8. Start planning for your required minimum distributions. You have to take required minimum distributions from many of your retirement accounts after you reach age 70½ (although you can delay taking withdrawals from your current employer’s retirement plan if you’re still working). Because your required withdrawals for 2015 are based on your life expectancy and your account balance as of December 31, 2014, you can take the money anytime during the year. Start thinking about which traditional IRA accounts to tap. You must calculate the required withdrawals from each traditional IRA separately, but you can take the money from any of those accounts. You don’t have that option with 401(k)s and other employer retirement-savings plans—you must take the required withdrawals from each of those accounts separately—but you can decide which investments to tap. You may want to shift money to a stable value fund or another fixed fund within the account to be ready for the next few years of withdrawals. That way, you won’t need to worry about selling mutual funds in a down market to withdraw the required amounts. See Calculating Required Distributions From Your Retirement Accounts and our Required Minimum Distributions special report.

9. Squeeze some extra tax savings. Start gathering your tax files now so you don’t miss out on valuable deductions when you do your 2014 tax return. See The Most Overlooked Tax Deductions for ideas. Don’t forget about the tax break for summer day camp and other child-care costs if your kids are younger than 13; the retirement savers’ tax credit for low- to middle-income people who save in an IRA, 401(k) or other retirement plan; and tax breaks for college costs and continuing education. Also see 15 Surprising Tax Deductions for some breaks you may have never considered.

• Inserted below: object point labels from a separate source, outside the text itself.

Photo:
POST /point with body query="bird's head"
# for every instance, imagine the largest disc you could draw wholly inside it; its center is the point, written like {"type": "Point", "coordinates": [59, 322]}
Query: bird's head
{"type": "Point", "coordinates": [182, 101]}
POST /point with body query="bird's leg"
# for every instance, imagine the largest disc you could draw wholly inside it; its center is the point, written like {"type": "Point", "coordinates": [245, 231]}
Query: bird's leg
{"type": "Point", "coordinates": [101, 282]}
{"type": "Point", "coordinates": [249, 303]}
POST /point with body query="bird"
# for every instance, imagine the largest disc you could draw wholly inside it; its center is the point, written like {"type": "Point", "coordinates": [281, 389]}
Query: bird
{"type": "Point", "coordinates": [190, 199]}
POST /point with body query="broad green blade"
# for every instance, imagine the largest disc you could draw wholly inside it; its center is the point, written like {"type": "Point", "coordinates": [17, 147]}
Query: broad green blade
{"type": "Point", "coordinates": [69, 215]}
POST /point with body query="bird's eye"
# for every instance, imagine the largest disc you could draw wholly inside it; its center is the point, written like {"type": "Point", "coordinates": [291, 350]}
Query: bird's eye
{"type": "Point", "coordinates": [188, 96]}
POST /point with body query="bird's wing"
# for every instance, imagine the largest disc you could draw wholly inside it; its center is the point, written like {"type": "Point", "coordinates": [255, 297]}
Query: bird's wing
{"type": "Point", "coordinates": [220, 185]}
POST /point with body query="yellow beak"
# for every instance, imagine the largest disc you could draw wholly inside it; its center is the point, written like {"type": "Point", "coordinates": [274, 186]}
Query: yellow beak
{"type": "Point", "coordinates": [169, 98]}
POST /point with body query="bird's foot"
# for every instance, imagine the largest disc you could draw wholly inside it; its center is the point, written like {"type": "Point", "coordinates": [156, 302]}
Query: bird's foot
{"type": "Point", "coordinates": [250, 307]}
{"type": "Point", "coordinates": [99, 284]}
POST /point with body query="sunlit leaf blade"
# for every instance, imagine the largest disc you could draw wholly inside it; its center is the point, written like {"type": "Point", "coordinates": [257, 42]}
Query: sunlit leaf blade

10. Give yourself a financial checkup. Now is also a great time to make sure you’re still on track to reach your financial goals. See How Much You Really Need to Retire and our Retirement Savings Calculator to assess your progress. Consider enlisting help from a financial planner to get a one-time financial checkup or to get more frequent help with saving and investing—see 6 Things You Must Know About Financial Planners. While you’re at it, visit www.annualcreditreport.com to check your credit report with each of the three bureaus to look for any errors or to spot areas you’d like to improve. See Why You Should Check Your Credit Reports Each Year and our Credit Reports & Scores special report.